Bu yola girildiğinde de ömür yine geçer, ama bu geçiş,ömür dakikalarının tohumlar gibi toprağa ekilmesine benzetilir..

“O vakit, ömür dakikaları, âdetâ tohumlar, çekirdekler hükmünde, zâhiren fenâ bulur, çürür. Fakat, âlem-i bekâda saadet çiçekleri açarlar ve sünbüllenirler. Ve âlem-i berzahta ziyâdar, mûnis birer manzara olurlar.” Sözler, Altıncı Söz

İnsan bu dünya imtihanının bir gereği olarak kendi ömrünü dilediği gibi geçirebilmekte, ömür dakikalarını istediği toprağa ekebilmektedir. Sadece kendi menfaatini düşünen ve bu dünyaya kendini besleyip büyütmek, dünya zevklerinden faydalanmak için geldiğini sanan kimseler, ömürlerini “menfaat ve sefahat toprağında” ekmiş olurlar. Bunlar yıldız böceği gibi,
kendi ziyalarıyla, yani kendi iradeleri, bilgileri, imkânlarıyla sadece kendi yollarını görür, başkalarına bir fayda sağlamazlar. Böylece gecenin karanlığında kalmaya mahkûm olmuş olurlar.
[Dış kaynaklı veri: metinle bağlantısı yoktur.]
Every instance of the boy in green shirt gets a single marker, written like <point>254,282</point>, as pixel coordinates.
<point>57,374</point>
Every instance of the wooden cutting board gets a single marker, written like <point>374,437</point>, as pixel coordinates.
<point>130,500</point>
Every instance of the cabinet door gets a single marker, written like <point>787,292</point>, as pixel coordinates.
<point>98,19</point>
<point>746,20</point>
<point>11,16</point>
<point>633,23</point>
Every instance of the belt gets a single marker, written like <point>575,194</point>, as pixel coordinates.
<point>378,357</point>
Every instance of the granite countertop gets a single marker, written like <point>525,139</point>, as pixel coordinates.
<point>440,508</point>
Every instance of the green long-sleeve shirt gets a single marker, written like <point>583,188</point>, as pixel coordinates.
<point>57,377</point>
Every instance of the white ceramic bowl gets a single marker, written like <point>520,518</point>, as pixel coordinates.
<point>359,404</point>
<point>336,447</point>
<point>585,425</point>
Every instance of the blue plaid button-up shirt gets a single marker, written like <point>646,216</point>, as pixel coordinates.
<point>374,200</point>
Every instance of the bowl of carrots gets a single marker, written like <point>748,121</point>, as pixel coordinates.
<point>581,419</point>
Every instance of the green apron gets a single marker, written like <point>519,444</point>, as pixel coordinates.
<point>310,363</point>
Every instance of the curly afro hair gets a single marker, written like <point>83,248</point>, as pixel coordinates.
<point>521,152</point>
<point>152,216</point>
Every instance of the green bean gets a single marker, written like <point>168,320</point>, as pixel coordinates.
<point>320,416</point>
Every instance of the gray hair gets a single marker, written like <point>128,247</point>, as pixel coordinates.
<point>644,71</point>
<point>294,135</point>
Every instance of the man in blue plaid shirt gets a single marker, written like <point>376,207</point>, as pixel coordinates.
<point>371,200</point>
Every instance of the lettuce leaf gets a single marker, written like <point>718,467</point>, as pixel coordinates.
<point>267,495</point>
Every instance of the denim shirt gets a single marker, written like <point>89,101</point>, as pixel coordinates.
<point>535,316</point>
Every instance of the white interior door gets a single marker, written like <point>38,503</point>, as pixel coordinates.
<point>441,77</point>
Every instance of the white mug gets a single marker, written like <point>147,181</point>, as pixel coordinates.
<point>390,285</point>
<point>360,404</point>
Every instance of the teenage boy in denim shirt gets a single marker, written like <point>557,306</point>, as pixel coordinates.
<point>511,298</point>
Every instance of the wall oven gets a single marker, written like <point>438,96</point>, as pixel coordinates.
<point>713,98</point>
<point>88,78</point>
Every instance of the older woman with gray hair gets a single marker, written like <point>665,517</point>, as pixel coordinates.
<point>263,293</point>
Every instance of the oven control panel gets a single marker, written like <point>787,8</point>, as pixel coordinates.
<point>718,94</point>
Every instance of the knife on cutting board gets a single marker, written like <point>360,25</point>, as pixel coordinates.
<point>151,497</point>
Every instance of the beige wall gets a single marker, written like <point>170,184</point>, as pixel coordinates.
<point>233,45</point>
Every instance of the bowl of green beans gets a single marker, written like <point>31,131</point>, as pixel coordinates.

Bu kâinatı ALLAH’ın mucize eserlerinin sergilendiği bir fuar gibi temaşa eden ve başkalarına da faydalı olan kimseler ise bal arısına benzetilmiş oluyor.

Öte yandan, hadsiz emeller ve elemlerle dolu bu dünya hayatını sadece kendi nefsine, ilmine ve gücüne güvenerek geçirmeye çalışan kimseler de yıldız böceği gibi yarını göremedikleri gibi, kabir ötesini, mahşeri ve ahireti de göremezler.
Halbuki herkes bu yolun yolcusudur.

Gecenin zulmetinde kalmak, sevk edildikleri menziller hakkında hiçbir bilgileri olmayışı manasınadır. İmanlı bir kimse ise kendisini ALLAH’ın kulu, her türlü gücünün ve imkânının da yine ALLAH’ın ihsanı olduğunu bilmekle birlikte, kabir hayatından cennete kadar uzanan ebed yolculuğunun bütün safhaları hakkında bilgi sahibidir. Bu hal ise gündüzün güneşine kavuşup çevresinde olanları görmeye ve bilmeye benzetilmiştir.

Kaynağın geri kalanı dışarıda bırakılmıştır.